The Clydesdale was originally used for agriculture, hauling coal in Lanarkshire, and heavy hauling in Glasgow. Today, Clydesdales are still used for draught purposes, including agriculture, logging, and driving. They are also shown and ridden, as well as kept for pleasure. Clydesdales are known to be the popular breed choice with carriage services and parade horses because of their white, feathered legs.

Along with carriage horses, Clydesdales are also used as show horses. They are shown in lead line and harness classes at county and state fairs, as well as national exhibitions.
Some of the most famous members of the breed are the teams that make up the hitches of the Budweiser Clydesdales. The Budweiser Brewery first formed these teams at the end of Prohibition, and they have since become an international symbol of both the breed and the brand. The Budweiser breeding programme, with its strict standards of colour and conformation, have influenced the look of the breed in the United States to the point that many people believe that Clydesdales are always bay with white markings.

== Influence on other breeds ==

In the second half of the 1800s, Clydesdale and Shire blood was added to the Irish Draught breed in an attempt to reinvigorate that declining breed. However, those efforts were not seen as successful, as Irish Draught breeders thought the Clydesdale blood made their horses coarser and prone to lower leg faults, such as tied-in below the knee.

The Australian Draught horse was created using European draft breeds, including the Clydesdale, imported in the late 1800s.

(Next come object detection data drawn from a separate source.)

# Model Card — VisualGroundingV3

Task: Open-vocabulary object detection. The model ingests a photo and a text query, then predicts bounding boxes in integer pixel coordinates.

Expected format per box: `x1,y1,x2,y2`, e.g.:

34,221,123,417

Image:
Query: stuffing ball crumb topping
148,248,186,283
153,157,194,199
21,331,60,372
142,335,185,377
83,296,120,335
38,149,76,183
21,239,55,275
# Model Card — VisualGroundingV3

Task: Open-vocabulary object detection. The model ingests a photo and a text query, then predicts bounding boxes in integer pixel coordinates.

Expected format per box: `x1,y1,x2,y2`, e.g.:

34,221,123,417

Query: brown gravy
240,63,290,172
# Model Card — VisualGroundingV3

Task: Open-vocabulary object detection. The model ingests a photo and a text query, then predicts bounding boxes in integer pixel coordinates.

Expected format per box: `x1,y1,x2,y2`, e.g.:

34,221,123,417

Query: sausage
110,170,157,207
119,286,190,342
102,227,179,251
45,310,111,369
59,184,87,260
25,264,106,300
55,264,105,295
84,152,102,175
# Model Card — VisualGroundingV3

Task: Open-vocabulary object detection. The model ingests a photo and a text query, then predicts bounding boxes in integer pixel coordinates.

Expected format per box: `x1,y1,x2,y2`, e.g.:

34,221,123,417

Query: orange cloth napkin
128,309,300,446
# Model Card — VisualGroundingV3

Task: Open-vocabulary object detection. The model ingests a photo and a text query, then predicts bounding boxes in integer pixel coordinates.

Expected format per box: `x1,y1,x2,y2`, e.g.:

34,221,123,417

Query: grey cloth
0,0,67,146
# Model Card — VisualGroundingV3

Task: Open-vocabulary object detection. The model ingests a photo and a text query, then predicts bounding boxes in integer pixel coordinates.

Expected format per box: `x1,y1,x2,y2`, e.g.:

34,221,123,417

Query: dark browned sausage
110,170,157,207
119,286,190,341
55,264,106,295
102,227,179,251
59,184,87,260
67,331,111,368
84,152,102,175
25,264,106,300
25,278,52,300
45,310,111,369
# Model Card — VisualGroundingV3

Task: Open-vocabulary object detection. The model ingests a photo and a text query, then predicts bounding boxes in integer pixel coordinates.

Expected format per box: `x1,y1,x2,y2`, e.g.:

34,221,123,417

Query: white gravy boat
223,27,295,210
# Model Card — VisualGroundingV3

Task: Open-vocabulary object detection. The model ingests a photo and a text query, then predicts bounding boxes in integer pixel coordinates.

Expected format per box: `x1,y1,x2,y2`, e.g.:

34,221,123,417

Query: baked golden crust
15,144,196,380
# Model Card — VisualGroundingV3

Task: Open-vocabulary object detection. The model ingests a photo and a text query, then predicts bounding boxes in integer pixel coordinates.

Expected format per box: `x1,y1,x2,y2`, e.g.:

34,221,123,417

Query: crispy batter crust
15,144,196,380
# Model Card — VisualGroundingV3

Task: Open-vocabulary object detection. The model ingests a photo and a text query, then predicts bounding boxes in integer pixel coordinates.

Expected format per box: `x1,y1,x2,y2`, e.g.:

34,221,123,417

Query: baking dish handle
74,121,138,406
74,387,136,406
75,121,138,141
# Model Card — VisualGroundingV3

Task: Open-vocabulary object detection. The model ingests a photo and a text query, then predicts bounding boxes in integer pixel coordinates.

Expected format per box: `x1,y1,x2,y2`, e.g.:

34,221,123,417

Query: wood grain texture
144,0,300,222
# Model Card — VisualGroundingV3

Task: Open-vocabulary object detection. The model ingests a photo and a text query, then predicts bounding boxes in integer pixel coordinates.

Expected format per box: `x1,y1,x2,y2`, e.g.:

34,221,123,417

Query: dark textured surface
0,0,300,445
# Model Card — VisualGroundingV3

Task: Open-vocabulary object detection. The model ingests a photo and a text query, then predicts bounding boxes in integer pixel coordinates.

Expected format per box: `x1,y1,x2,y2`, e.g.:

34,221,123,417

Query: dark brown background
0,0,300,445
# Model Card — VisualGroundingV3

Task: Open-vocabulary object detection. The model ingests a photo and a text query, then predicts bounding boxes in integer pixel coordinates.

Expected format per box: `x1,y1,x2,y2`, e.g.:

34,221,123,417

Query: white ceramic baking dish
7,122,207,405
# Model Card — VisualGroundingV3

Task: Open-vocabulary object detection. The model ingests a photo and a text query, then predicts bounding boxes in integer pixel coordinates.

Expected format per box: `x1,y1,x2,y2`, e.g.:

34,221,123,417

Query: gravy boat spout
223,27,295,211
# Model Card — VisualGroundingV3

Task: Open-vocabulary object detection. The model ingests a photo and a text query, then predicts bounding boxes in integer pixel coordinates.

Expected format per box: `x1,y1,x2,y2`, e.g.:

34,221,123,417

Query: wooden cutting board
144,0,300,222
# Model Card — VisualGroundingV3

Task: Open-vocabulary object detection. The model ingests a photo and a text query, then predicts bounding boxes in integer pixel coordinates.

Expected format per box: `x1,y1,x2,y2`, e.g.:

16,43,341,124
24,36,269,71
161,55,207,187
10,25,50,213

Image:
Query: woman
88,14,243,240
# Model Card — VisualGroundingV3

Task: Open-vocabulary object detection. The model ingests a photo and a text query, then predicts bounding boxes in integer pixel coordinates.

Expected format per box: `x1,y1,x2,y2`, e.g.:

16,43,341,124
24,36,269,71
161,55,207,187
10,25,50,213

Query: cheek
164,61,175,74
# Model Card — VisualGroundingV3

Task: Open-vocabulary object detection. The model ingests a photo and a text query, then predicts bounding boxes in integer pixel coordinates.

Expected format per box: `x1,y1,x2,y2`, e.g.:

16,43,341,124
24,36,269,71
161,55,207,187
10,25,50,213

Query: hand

In the early 1900s it was considered profitable to breed Clydesdale stallions to Dales Pony mares to create a mid-sized draught horses for pulling commercial wagons and military artillery. Unfortunately, after just a few years, the Dales breed was two-thirds Clydesdale. They started a breed registry in 1916 to preserve the Dales, and by 1923 the Army was buying only Dales with no signs of carthorse blood. The modern Dales shows no signs of Clydesdale characteristics.

The Clydesdale contributed to the development of the Gypsy horse in Great Britain along with Friesian, Shire and Dale, although no written records were kept.